House of Representatives votes to censure veteran N.Y. Rep. Charles Rangel for financial misconduct.

@funkmasterflex

Democratic Rep. Charles Rangel, a 40-year veteran of Congress, faces an almost certain censure by the House of Representatives, a devastating defeat for a man who insisted to the end that he never meant to violate House rules.
If the House votes for censure Thursday, the New York Democrat will have to humbly walk to the front of the chamber to receive his punishment. He’ll stand in front of his colleagues while Speaker Nancy Pelosi reads him a resolution condemning his ethical misbehavior.

The House ethics committee took a hard line toward Rangel, the former chairman of the House Ways and Means Committee. Most past censures involved congressmen who enriched themselves.
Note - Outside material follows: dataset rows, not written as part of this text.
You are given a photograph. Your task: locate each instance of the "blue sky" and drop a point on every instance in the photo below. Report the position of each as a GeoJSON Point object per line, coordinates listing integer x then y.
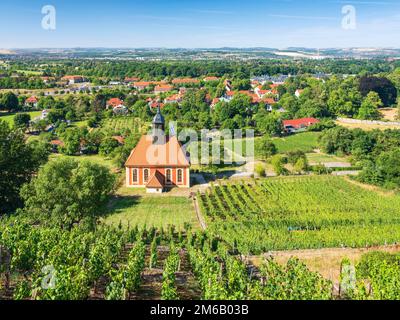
{"type": "Point", "coordinates": [195, 24]}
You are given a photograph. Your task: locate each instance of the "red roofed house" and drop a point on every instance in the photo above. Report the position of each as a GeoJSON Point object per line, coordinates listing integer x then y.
{"type": "Point", "coordinates": [185, 81]}
{"type": "Point", "coordinates": [158, 161]}
{"type": "Point", "coordinates": [114, 102]}
{"type": "Point", "coordinates": [31, 101]}
{"type": "Point", "coordinates": [298, 124]}
{"type": "Point", "coordinates": [73, 79]}
{"type": "Point", "coordinates": [163, 88]}
{"type": "Point", "coordinates": [211, 78]}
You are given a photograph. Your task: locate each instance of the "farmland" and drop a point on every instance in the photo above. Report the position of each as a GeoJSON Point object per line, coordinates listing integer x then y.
{"type": "Point", "coordinates": [299, 213]}
{"type": "Point", "coordinates": [120, 125]}
{"type": "Point", "coordinates": [10, 117]}
{"type": "Point", "coordinates": [151, 211]}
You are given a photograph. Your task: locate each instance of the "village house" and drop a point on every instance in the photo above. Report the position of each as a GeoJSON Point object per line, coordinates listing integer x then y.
{"type": "Point", "coordinates": [158, 162]}
{"type": "Point", "coordinates": [73, 79]}
{"type": "Point", "coordinates": [31, 102]}
{"type": "Point", "coordinates": [163, 88]}
{"type": "Point", "coordinates": [296, 125]}
{"type": "Point", "coordinates": [211, 78]}
{"type": "Point", "coordinates": [298, 93]}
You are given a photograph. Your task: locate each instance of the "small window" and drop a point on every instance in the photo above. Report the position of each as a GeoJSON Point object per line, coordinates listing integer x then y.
{"type": "Point", "coordinates": [180, 176]}
{"type": "Point", "coordinates": [169, 176]}
{"type": "Point", "coordinates": [134, 175]}
{"type": "Point", "coordinates": [146, 175]}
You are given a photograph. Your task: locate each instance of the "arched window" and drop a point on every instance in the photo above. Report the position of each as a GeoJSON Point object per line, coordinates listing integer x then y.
{"type": "Point", "coordinates": [134, 176]}
{"type": "Point", "coordinates": [180, 176]}
{"type": "Point", "coordinates": [168, 174]}
{"type": "Point", "coordinates": [146, 175]}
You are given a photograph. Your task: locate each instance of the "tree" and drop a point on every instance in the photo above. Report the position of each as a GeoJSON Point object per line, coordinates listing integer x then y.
{"type": "Point", "coordinates": [72, 139]}
{"type": "Point", "coordinates": [260, 170]}
{"type": "Point", "coordinates": [21, 120]}
{"type": "Point", "coordinates": [265, 147]}
{"type": "Point", "coordinates": [369, 107]}
{"type": "Point", "coordinates": [301, 165]}
{"type": "Point", "coordinates": [10, 101]}
{"type": "Point", "coordinates": [382, 86]}
{"type": "Point", "coordinates": [269, 123]}
{"type": "Point", "coordinates": [18, 163]}
{"type": "Point", "coordinates": [67, 191]}
{"type": "Point", "coordinates": [336, 140]}
{"type": "Point", "coordinates": [278, 165]}
{"type": "Point", "coordinates": [107, 146]}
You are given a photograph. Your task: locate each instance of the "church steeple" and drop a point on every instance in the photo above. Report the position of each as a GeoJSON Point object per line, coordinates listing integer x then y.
{"type": "Point", "coordinates": [158, 121]}
{"type": "Point", "coordinates": [158, 128]}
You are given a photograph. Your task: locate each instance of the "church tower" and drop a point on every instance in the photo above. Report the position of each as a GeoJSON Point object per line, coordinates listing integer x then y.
{"type": "Point", "coordinates": [158, 127]}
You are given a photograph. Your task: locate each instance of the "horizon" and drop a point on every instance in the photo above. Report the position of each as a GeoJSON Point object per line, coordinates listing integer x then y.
{"type": "Point", "coordinates": [192, 25]}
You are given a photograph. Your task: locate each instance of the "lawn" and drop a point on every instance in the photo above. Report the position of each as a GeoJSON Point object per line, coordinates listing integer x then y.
{"type": "Point", "coordinates": [306, 141]}
{"type": "Point", "coordinates": [155, 210]}
{"type": "Point", "coordinates": [9, 118]}
{"type": "Point", "coordinates": [324, 158]}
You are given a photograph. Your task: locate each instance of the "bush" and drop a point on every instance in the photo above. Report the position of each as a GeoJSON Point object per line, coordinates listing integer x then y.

Rangel was not charged with lining his pockets, although he did fail to pay taxes for 17 years on income from a vacation villa he owns in the Dominican Republic.

In Rangel’s case, the House ethics committee said, his long pattern of fundraising and financial misdeeds justified the most severe penalty short of expulsion.

Fellow Democrats on the committee showed Rangel little more mercy than Republicans, as the committee of five members from each party voted 9-1 on Nov. 18 to recommend censure.

Rangel has had a difficult time accepting the punishment and planned to argue on the floor of the House for a lesser reprimand — a vote disapproving his conduct but without the requirement that he stand before his colleagues to accept the discipline.

His argument is that censure is reserved for corrupt congressman, and he’s not one of them.